Tradition & pratique

La plus haute distinction de la scène architecturale internationale a placé cet homme de 57 ans sous les feux de la rampe – un prix décerné pour la première fois à un architecte né et travaillant en Afrique. Ses constructions se font remarquer depuis des années déjà, rayonnant la plupart du temps sous le soleil africain. Surtout dans les régions qui manquent de ressources et où la communauté joue un rôle souvent vital. Beaucoup ont entendu parler de Francis Kéré en lien avec la construction du «village-opéra» burkinabé dont il est l’architecte.
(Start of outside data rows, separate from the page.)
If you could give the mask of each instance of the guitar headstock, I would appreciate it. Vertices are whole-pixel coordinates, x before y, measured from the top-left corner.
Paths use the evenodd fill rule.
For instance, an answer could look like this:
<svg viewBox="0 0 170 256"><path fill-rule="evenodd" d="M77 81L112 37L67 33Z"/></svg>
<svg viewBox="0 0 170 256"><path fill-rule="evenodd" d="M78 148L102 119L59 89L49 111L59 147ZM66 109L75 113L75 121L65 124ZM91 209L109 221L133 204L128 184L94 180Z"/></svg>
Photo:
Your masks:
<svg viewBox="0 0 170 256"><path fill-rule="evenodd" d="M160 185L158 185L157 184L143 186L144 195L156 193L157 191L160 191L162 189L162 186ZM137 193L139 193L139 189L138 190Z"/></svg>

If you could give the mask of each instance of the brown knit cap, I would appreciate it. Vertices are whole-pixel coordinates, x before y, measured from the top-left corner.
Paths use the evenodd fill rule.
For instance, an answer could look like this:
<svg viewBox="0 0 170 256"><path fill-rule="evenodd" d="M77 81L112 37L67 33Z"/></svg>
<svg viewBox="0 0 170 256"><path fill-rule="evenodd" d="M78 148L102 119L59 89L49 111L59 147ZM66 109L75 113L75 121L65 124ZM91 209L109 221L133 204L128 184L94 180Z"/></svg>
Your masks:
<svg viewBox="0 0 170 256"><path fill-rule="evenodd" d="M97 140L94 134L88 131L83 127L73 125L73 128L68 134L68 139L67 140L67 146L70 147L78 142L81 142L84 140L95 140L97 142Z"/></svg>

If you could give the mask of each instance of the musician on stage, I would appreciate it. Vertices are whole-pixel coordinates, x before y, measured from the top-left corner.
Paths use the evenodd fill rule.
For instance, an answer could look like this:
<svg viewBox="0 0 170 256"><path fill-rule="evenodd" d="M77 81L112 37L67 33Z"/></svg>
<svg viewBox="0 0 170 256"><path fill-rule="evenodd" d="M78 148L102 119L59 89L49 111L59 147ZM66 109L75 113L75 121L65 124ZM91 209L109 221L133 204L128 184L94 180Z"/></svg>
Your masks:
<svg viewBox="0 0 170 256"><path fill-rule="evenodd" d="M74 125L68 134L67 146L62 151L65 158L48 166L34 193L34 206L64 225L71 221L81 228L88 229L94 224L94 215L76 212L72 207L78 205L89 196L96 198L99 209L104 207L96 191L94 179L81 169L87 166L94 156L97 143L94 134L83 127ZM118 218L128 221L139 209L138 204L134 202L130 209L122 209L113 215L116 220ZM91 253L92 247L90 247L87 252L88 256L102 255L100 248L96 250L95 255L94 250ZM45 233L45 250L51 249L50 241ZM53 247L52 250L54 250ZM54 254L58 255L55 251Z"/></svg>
Ce projet engagé imaginé par l’artiste, homme de théâtre et cinéaste Christoph Schlingensief, aujourd’hui décédé, montre que la compréhension interculturelle peut fonctionner sous forme de projet artistique global à valeur ajoutée, loin des initiatives d’aide classiques. Francis Kéré a créé à cet effet un espace dédié à la fois à l’éducation, à la santé et à la culture. Toujours avec les mêmes questions à l’esprit: Quelles sont les attentes de la population locale et de quoi a‑t-elle besoin? Quels sont les matériaux de construction disponibles? Aussi forme-t-il des personnes sur place, avec l’aide de ses collaborateurs, afin que, devenues maçons, menuisiers ou métalliers, elles puissent réaliser les travaux sans aide extérieure.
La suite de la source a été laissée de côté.